Afin de garantir la pérennité et la durabilité de ces espaces, le gouvernement marocain, en collaboration avec divers partenaires nationaux et internationaux, a mis en place une stratégie et plusieurs programmes de développement visant à répondre à ces défis multiples. L’objectif de cette étude est d’interroger les principaux éléments de la stratégie nationale de développement et d’aménagement des oasis marocaines, ainsi que leur mise en œuvre à travers le programme Oasis Tafilalet. Ces interventions visent à préserver et à valoriser les espaces oasiens, notamment par la gestion de l’eau, le développement agricole et la protection des écosystèmes.

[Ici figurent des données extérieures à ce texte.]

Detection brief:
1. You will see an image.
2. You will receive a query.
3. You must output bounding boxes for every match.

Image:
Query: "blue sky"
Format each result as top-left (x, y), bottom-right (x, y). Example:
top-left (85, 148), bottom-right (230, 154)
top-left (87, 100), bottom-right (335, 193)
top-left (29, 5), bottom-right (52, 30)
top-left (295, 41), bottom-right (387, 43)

Cependant, les objectifs poursuivis par ces initiatives se heurtent à des limites d’ordre financier, organisationnel et socio-culturel.

Abstract

Moroccan oases represent critical socio-ecological systems that play a fundamental role in maintaining environmental balance and fostering socio-economic development in arid and semi-arid regions. Despite their ecological and cultural importance, these territories are increasingly vulnerable to a range of natural and anthropogenic pressures, including desertification, climate change, and persistent water scarcity. In parallel, traditional agricultural systems have undergone profound transformations, notably through the introduction of modern practices and high-input exogenous crops, leading to intensified pressure on water resources.

To address these challenges, the Moroccan government, alongside national and international partners, has launched a strategic framework supported by multiple development programs. Among these, the Oasis Tafilalet Program serves as a key mechanism for the implementation of national policies targeting oasis sustainability. This paper critically analyzes the core components of Morocco’s oasis development strategy and assesses its implementation through the Tafilalet program. While the initiative promotes water management, agricultural modernization, and ecosystem protection, it faces structural limitations of a financial, organizational, and socio-cultural nature, which hinder the achievement of its intended outcomes.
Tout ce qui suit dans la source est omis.